The left and right don't understand each other's conceptions of morality, and don't even try to do so. This is the message I take from last night's row about Laurie Penny's reaction to the vandalism of a war memorial.
Laurie said:
What's disgusting is that some people are more worried about a war memorial than the destruction of the welfare state.
"Destruction" isn't entirely hyperbole. The Tories' proposed £12bn cut in welfare spending is equivalent to £45 per week per working age benefit recipient. That would impose horrible hardship upon many.
Instead, Laurie's mistake consists in doing exactly what Jonathan Haidt in The Righteous Mind accused the left of: she's seeing morality as comprising just one idea whereas the right sees others.
Haidt and his colleagues claim that there are (at least) five foundations of morality: care/harm, fairness/cheating, loyalty/betrayal, authority/subversion and sanctity/degradation. The left, he says, stresses the first two of these but underweights the last three.
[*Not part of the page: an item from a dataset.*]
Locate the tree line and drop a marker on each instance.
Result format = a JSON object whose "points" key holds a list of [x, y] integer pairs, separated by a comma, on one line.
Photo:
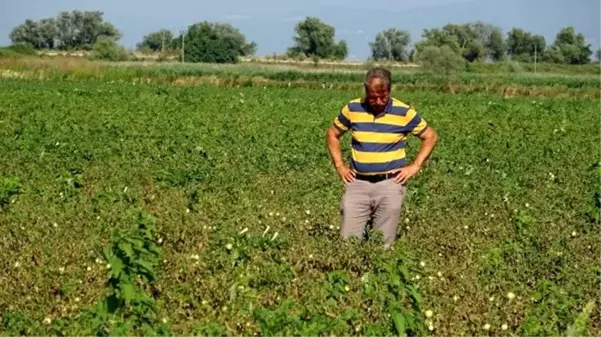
{"points": [[223, 43]]}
And this is just what Laurie was doing. She was emphasizing the care principle, whilst being blind to the sanctity principle - to the idea that we believe that some things, such as vandalizing war memorials, are wrong because they break taboos even if they don't do material harm to anyone.
Now, there is, of course, a ton of hypocrisy surrounding ideas of sanctity. Many of those on the right who were outraged by the vandalism tell Muslims to tolerate cartoons of Mohammed and mock the left's preoccupation with political correctness and "safe spaces." And the left is sometimes deliberately transgressive of some norms whilst outraged by others: compare reactions to Richard Dawkins and Katie Hopkins. What's sacred and taboo to some is just nonsense to others.
Which brings me to the problem. Far too many - on left and right - are so wrapped up in their own narcissism and so quick to condemn others that they fail to understand (or even try to) where others are coming from: the virtue of Haidt's framework is that it facilitates such understanding.
What's being lost in all this is Mill's classical liberal idea - that there is a strong case for cognitive diversity. For me, Laurie's voice is a welcome contributor to this diversity. If the herdthink that rushes to condemn leads to her being more inhibited, something valuable will be lost.